Yesterday I sat in a room and listened to Scott Yoo, host of the PBS series Now Hear This, talk about what it takes to become a musician. He should know. He's a master violinist and the chief conductor of the Mexico City Philharmonic Orchestra.
He didn’t dress it up. He laid it out with unexpected humor those early years when he didn't want to pratice, the impact of family upheaval— the truth that the only reason he really started practicing was to win prize money at a Brazilian Music Festival so he could buy a car. He really dug into that prize money. And the car his 16 year old self HAD to have. He talked about what it took to prepare himself for the moment of truth.
He talked about repetition. Attention to detail. The kind of focus that bordered on obsession. He talked about his stopwatch and his practice sessions that sometimes stretched into the wee hours of the morning. He painted a picure of the dog-with-a-bone refusal to move on until the music was understood down to its last vibrating note.
And then he kept circling one question: Do you let it go?
At first it sounded almost obvious. Like permission. So many voices whisper to us— just let it go— just keep moving—it'll be fine.
Do you let the missed note go. Do you let the sloppy passage slide. Do you let the moment pass when you could have stopped… and fixed it.
And the more he talked, the more his question started to turn. Because what he was really asking was:
Where do you allow yourself to stay comfortable?
It made me think of Mel Robbins and that whole idea—let them. Let people do what they do. Let things fall where they fall. There’s freedom in that. But Scott Yoo's conversation? It was starting to feel like the inverse. Because if we are trying to become something—anything—there are places where letting it go isn’t freedom. It’s drift.

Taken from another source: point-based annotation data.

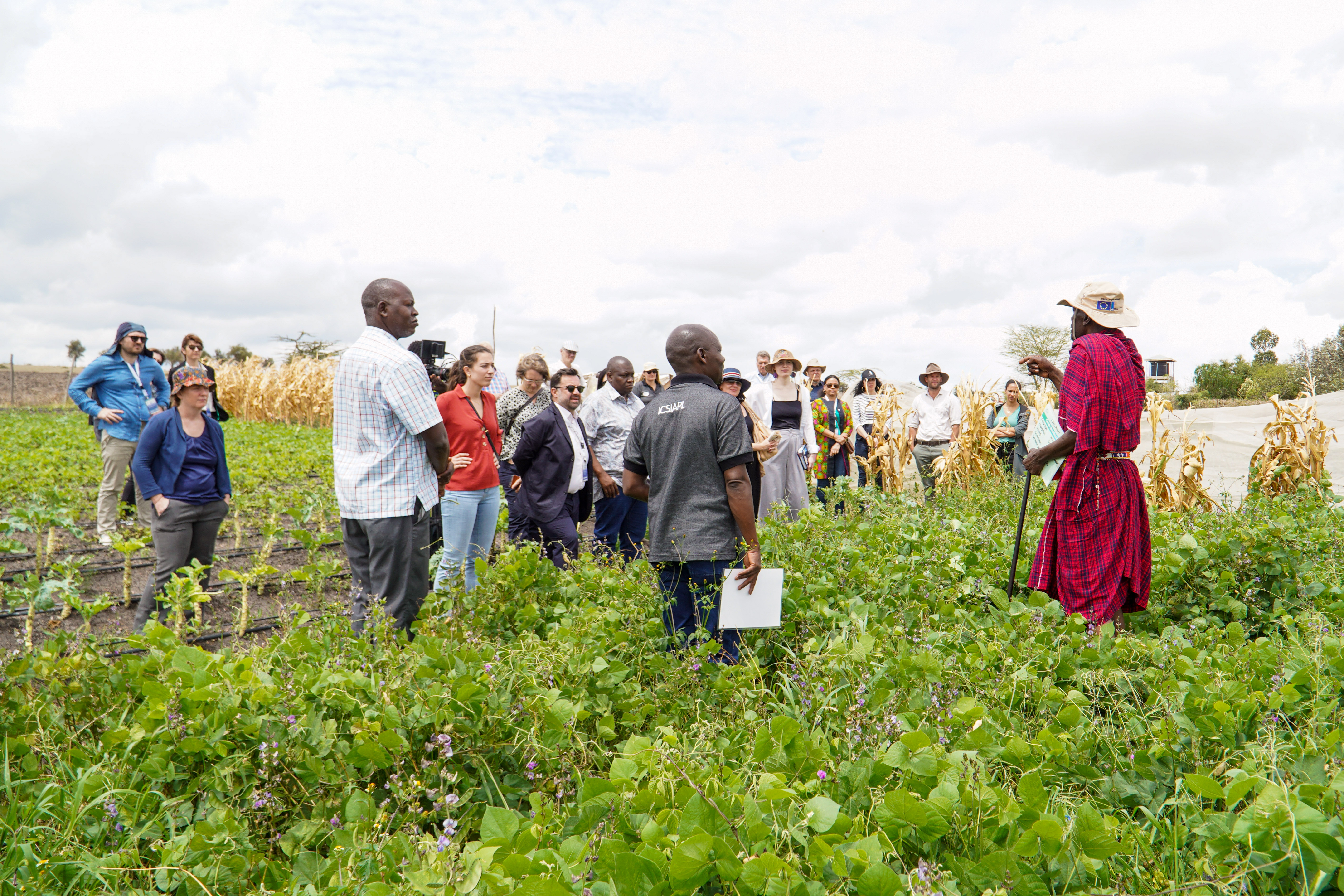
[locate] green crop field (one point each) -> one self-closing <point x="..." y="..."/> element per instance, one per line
<point x="910" y="730"/>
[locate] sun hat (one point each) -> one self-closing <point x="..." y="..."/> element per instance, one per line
<point x="121" y="334"/>
<point x="786" y="355"/>
<point x="736" y="375"/>
<point x="1105" y="304"/>
<point x="187" y="377"/>
<point x="931" y="370"/>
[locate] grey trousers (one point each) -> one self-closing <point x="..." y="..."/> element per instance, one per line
<point x="116" y="456"/>
<point x="389" y="558"/>
<point x="183" y="533"/>
<point x="784" y="480"/>
<point x="925" y="456"/>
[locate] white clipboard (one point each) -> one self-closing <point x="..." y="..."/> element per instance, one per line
<point x="1048" y="431"/>
<point x="757" y="610"/>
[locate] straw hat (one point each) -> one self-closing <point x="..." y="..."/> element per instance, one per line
<point x="734" y="375"/>
<point x="1105" y="304"/>
<point x="786" y="355"/>
<point x="933" y="370"/>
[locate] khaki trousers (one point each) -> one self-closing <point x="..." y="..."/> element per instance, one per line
<point x="116" y="457"/>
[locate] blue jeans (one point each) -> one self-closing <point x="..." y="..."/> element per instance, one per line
<point x="691" y="594"/>
<point x="621" y="523"/>
<point x="470" y="520"/>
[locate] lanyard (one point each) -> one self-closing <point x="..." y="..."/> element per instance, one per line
<point x="484" y="431"/>
<point x="135" y="373"/>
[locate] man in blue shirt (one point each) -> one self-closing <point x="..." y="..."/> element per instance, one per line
<point x="128" y="389"/>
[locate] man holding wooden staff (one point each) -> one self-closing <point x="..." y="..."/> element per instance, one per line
<point x="1095" y="554"/>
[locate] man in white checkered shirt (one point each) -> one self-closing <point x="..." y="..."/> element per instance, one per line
<point x="390" y="452"/>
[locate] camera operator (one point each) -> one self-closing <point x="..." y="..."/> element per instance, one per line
<point x="431" y="353"/>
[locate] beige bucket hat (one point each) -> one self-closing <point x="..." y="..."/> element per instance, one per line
<point x="786" y="355"/>
<point x="1105" y="304"/>
<point x="933" y="370"/>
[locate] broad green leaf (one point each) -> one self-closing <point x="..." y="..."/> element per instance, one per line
<point x="690" y="866"/>
<point x="878" y="881"/>
<point x="498" y="824"/>
<point x="359" y="807"/>
<point x="1205" y="786"/>
<point x="1033" y="793"/>
<point x="823" y="813"/>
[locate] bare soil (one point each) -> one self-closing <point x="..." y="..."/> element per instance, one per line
<point x="105" y="570"/>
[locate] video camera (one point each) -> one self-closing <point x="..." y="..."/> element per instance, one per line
<point x="432" y="353"/>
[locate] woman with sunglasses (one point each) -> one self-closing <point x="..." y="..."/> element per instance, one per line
<point x="471" y="504"/>
<point x="193" y="351"/>
<point x="517" y="407"/>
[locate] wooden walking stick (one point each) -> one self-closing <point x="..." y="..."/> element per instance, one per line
<point x="1017" y="547"/>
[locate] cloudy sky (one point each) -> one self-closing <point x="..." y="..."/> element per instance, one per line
<point x="873" y="183"/>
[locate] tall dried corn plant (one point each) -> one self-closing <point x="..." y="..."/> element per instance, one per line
<point x="1185" y="492"/>
<point x="295" y="393"/>
<point x="1295" y="449"/>
<point x="889" y="446"/>
<point x="971" y="457"/>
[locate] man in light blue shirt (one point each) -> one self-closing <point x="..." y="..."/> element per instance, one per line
<point x="128" y="389"/>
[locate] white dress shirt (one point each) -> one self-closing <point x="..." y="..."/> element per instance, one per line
<point x="935" y="417"/>
<point x="578" y="476"/>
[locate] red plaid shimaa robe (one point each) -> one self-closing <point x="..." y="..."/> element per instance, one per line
<point x="1095" y="554"/>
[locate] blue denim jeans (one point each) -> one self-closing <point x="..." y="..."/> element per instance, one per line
<point x="470" y="520"/>
<point x="621" y="523"/>
<point x="691" y="594"/>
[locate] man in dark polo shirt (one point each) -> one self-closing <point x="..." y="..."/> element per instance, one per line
<point x="687" y="456"/>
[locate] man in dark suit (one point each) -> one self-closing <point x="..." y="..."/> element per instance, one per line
<point x="553" y="464"/>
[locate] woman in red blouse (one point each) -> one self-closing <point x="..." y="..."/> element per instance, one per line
<point x="471" y="504"/>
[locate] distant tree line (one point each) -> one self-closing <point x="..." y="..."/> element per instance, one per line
<point x="1264" y="375"/>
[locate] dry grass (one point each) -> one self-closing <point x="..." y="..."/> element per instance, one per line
<point x="295" y="393"/>
<point x="1295" y="448"/>
<point x="1185" y="492"/>
<point x="971" y="457"/>
<point x="889" y="446"/>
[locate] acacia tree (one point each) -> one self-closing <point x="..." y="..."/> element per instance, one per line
<point x="1264" y="343"/>
<point x="1022" y="340"/>
<point x="74" y="351"/>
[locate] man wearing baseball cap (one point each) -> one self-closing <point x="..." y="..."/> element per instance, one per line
<point x="1096" y="555"/>
<point x="935" y="425"/>
<point x="128" y="389"/>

It’s the moment you decide not to look too closely. Not to press. Not to ask more of yourself.
And I found myself sitting there thinking— maybe the life we actually want is built in those exact moments. The ones where it would be easier to shrug and move on. But we don’t. We stop. We look again. We stay with it longer than we want to. We don’t let it go.
And I’m wondering this morning— as I sit here in the great windy city of Chicago, drinking hotel coffee and trying to decide if I can go one more day without washing my hair—
Where in your life are you letting something go… that might deserve a second look?